I use BSTC for optimizing large programs, and assume that the FPGA does not care where the binary comes from but I use Silabs CP2110 for programming the binary, so does the loading work exactly the same so that the hardware and software I use for USB loading can remain unchanged?
From what I read the only limitation is no ROM fonts. Should the r/c DACs behave identically using the FPGA pins?
Comments
It depends..
.. on how many P1V Cores do you want ?
The smaller parts, that will fit at least 1 P1V COG, do tend to constrain the memory.
You could look at the SDRAM work rogloh was doing, as once you have fpga pins to burn, the SDRAM impact somewhat shifts.
Or, you could look to connect a HyperRAM and focus on pushing that speed.

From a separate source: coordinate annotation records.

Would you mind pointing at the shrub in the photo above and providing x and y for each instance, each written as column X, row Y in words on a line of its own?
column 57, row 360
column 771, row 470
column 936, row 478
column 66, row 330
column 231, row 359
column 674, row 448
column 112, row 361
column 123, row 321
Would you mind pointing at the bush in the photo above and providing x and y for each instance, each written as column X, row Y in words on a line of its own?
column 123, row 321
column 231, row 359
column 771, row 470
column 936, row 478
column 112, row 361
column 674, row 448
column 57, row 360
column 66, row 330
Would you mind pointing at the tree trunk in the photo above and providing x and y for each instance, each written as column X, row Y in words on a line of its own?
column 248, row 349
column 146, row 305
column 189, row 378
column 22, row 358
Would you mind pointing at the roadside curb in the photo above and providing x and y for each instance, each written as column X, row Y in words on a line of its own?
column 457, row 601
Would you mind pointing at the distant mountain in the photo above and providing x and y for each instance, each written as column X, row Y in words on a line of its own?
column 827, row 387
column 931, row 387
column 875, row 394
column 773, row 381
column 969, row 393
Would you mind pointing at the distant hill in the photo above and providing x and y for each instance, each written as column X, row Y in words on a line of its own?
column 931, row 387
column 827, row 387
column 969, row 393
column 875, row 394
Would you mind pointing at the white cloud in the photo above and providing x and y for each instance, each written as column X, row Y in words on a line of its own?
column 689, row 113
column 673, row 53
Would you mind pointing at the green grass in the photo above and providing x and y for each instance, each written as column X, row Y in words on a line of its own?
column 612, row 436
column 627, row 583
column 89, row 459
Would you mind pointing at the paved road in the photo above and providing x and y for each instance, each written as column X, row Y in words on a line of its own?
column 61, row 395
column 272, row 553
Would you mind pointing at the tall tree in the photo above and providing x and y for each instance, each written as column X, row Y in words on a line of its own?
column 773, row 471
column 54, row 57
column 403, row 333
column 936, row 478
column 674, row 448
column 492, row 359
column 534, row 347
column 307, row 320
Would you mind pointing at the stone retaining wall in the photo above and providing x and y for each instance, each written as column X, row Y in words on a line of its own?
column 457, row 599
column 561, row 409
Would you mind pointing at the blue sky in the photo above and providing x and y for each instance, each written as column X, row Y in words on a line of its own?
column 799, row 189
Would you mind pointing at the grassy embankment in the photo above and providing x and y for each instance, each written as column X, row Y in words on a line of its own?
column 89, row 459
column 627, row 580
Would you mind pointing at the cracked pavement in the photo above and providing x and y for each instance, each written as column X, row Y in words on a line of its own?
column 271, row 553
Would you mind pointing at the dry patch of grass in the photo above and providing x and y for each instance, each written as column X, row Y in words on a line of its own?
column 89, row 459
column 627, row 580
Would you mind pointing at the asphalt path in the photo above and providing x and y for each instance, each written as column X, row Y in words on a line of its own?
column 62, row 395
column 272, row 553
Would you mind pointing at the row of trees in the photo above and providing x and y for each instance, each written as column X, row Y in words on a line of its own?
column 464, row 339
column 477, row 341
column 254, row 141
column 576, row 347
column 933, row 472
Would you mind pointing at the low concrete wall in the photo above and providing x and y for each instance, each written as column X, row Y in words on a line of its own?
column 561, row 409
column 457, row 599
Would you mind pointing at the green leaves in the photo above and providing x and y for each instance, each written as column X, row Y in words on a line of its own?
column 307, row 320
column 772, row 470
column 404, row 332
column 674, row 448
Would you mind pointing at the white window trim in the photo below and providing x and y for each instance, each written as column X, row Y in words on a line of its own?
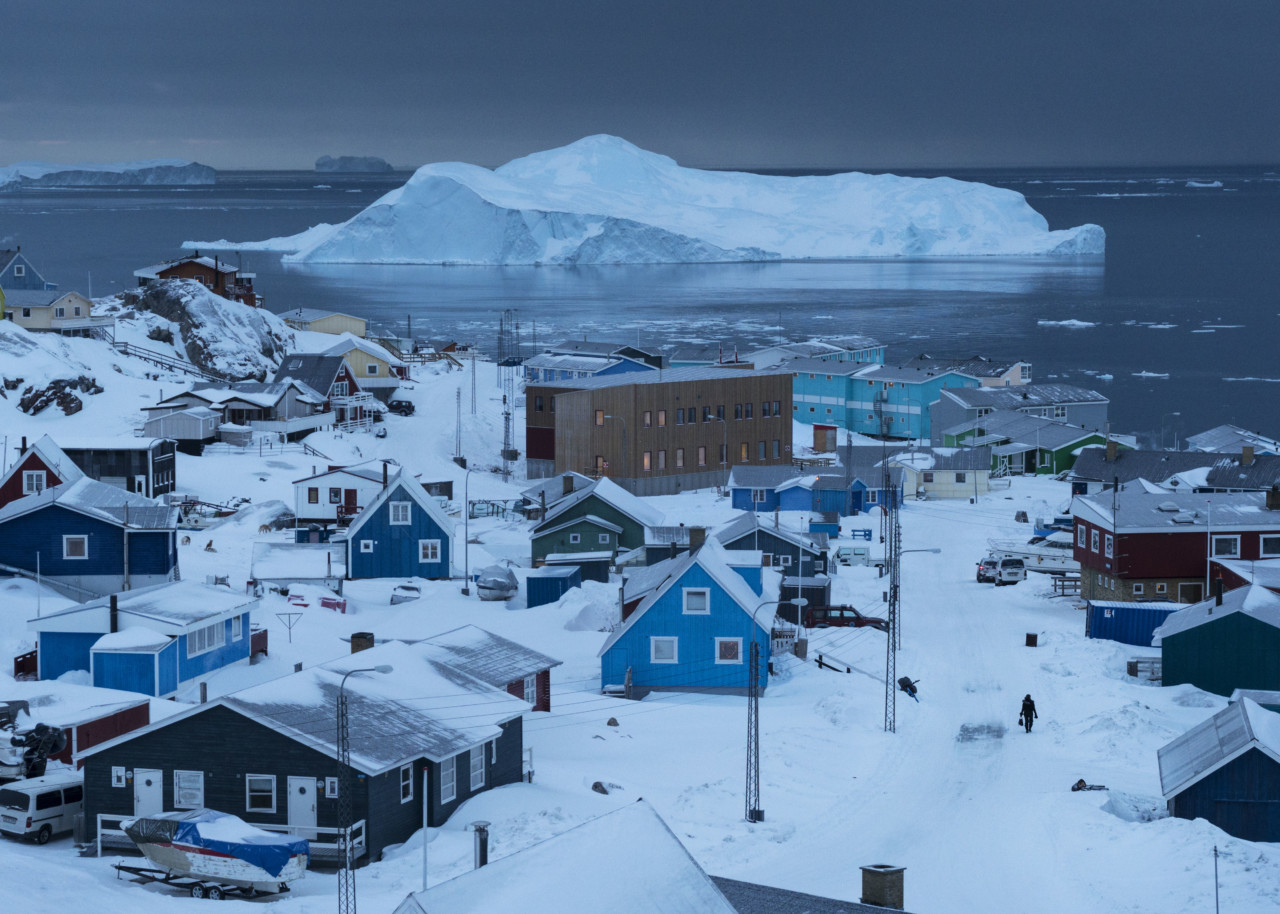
column 177, row 777
column 739, row 641
column 675, row 648
column 251, row 808
column 451, row 782
column 76, row 558
column 684, row 601
column 406, row 781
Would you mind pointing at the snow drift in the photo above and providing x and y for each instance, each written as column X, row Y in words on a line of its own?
column 602, row 200
column 24, row 174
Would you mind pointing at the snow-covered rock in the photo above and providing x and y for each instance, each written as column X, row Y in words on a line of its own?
column 353, row 163
column 602, row 200
column 24, row 174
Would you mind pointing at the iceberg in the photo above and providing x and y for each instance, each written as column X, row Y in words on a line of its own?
column 602, row 200
column 24, row 174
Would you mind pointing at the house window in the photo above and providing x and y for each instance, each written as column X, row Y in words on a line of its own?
column 478, row 768
column 664, row 650
column 696, row 601
column 1226, row 547
column 188, row 789
column 728, row 649
column 260, row 793
column 205, row 639
column 449, row 780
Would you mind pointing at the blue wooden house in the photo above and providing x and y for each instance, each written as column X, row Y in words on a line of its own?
column 401, row 533
column 693, row 631
column 154, row 640
column 88, row 539
column 1226, row 771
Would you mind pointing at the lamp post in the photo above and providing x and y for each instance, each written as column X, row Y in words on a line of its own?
column 466, row 535
column 347, row 874
column 753, row 718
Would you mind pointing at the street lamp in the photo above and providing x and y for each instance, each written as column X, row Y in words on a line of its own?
column 466, row 535
column 347, row 874
column 753, row 717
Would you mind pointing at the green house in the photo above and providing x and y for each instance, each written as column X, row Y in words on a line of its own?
column 1224, row 645
column 599, row 517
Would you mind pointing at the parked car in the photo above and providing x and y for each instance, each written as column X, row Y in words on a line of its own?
column 1011, row 570
column 41, row 807
column 826, row 617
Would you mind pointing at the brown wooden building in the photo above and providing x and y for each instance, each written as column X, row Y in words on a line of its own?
column 658, row 433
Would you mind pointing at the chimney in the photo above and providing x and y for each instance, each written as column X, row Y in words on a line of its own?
column 481, row 830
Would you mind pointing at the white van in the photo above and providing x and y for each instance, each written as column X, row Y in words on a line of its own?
column 41, row 807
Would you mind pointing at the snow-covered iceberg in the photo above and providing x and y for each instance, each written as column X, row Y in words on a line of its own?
column 123, row 173
column 602, row 200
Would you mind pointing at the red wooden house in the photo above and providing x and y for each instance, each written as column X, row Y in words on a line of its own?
column 1157, row 545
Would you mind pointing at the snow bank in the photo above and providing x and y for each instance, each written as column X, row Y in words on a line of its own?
column 602, row 200
column 24, row 174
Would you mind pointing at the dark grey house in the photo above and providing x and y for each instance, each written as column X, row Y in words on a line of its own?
column 269, row 753
column 1064, row 402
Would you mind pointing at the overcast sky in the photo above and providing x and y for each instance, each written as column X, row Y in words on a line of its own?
column 895, row 83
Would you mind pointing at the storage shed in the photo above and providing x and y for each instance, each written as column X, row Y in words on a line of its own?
column 1226, row 771
column 549, row 583
column 1127, row 622
column 1225, row 643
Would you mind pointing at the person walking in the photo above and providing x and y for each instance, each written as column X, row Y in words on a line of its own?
column 1028, row 713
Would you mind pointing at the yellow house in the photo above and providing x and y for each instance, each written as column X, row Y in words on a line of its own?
column 325, row 321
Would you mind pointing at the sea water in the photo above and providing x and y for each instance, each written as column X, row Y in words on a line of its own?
column 1182, row 318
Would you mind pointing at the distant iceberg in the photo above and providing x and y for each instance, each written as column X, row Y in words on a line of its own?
column 24, row 174
column 602, row 200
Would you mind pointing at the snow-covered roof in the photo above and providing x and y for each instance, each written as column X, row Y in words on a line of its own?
column 577, row 871
column 1253, row 599
column 611, row 493
column 97, row 499
column 713, row 558
column 1217, row 741
column 488, row 657
column 169, row 608
column 297, row 561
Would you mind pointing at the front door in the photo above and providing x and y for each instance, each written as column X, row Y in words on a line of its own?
column 302, row 807
column 147, row 791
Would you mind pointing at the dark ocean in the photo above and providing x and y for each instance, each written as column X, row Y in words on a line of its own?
column 1184, row 315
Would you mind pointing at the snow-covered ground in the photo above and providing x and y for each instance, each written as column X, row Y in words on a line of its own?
column 602, row 200
column 978, row 812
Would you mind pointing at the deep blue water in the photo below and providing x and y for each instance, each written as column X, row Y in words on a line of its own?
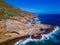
column 53, row 19
column 51, row 39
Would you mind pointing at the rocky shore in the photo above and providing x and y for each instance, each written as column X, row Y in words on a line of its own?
column 23, row 28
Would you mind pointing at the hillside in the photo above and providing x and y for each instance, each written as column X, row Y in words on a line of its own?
column 7, row 11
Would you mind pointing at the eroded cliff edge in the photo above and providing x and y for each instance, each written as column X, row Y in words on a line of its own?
column 15, row 23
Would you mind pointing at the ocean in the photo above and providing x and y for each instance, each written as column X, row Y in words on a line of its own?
column 50, row 39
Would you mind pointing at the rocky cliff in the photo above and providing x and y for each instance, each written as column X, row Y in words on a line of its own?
column 15, row 23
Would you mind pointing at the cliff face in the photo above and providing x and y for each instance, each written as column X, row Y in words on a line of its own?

That may allow smaller package FPGAs.
At the smallest end of the scale, I like the look of Lattice iCE5LP2K in QFN48 7x7mm 39io
Lattice also have a new MachXO3LF-9400, can come in a 9x9 BGA with 208 io, and 54K of RAM
Things like ROM Fonts, you would swap into SPI Flash, and load as needed.
rogloh seems to be using BEmicro that has MAX10,
https://www.arrow.com/en/products/bemicromax10/arrow-development-tools
which shows the MAX10M08 which is 8000 LE for 31 bucks. 484 bga 1.25V 250 io.
Edit: I see he pointed out so he appears to only get 3 cogs out of his 8000LE device. Seems like it is going to be impossible to get 16 cores out of something under 30 bucks based on his LE consumption.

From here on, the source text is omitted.